Many industry insiders complain that BOEM and BSEE are understaffed, which they say could be the biggest cause of the slowdown. GEST agrees that these agencies need more resources to process permit applications.
But they see other areas where regulations could be tweaked or streamlined to give companies more flexibility in developing new offshore wells. LeBlanc recounts one case in which a regulatory tweak replaced the word "should" for "must," resulting in what she says are needless delays as companies put in extra effort to meet what they now see as a more stringent and tightly enforced requirement.
On the stump
Campaign politics could make the dispute over offshore permitting with Washington more contentious than what Angelle and LeBlanc now describe.
Gingrich and Santorum are expected to use the platform as a forum for their efforts to win more Southern votes as they fight for the nomination. The summit comes just ahead of tomorrow's primaries in Mississippi and Alabama.
The candidates have sharply criticized President Obama and the Department of the Interior on the campaign trail, complaining that the two are responsible for rising gasoline prices by blocking industry efforts to produce more crude oil from federal lands and waters. But LeBlanc said that any harsh words that may come out of the mouths of the two candidates will be seen as aimed at Obama and not the staff members at BOEM and BSEE she has been struggling to work with.
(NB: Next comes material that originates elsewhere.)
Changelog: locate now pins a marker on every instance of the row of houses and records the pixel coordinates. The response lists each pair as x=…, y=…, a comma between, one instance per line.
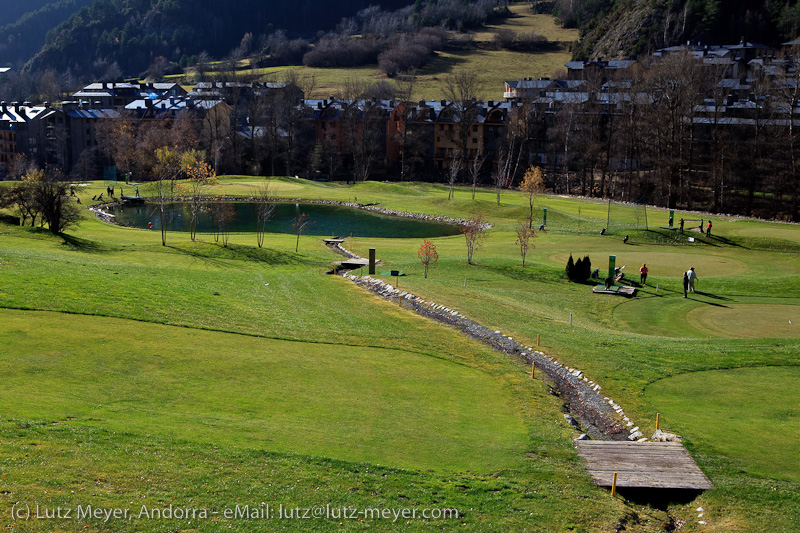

Having the candidates attend is simply a vehicle to draw public attention to GEST and other groups' causes, she said.
"Having the presidential candidates obviously brings national attention," LeBlanc said. "It makes sure that this is a national cornerstone issue in the presidential race, and, quite frankly, it needs to be when you consider that we have such high gas prices, high unemployment and record deficits."
Mississippi Gov. Phil Bryant (R) and Alabama Gov. Robert Bentley (R) are among the confirmed attendees. Media reports Friday said that Bryant has endorsed former Massachusetts Gov. Mitt Romney for the presidential nomination.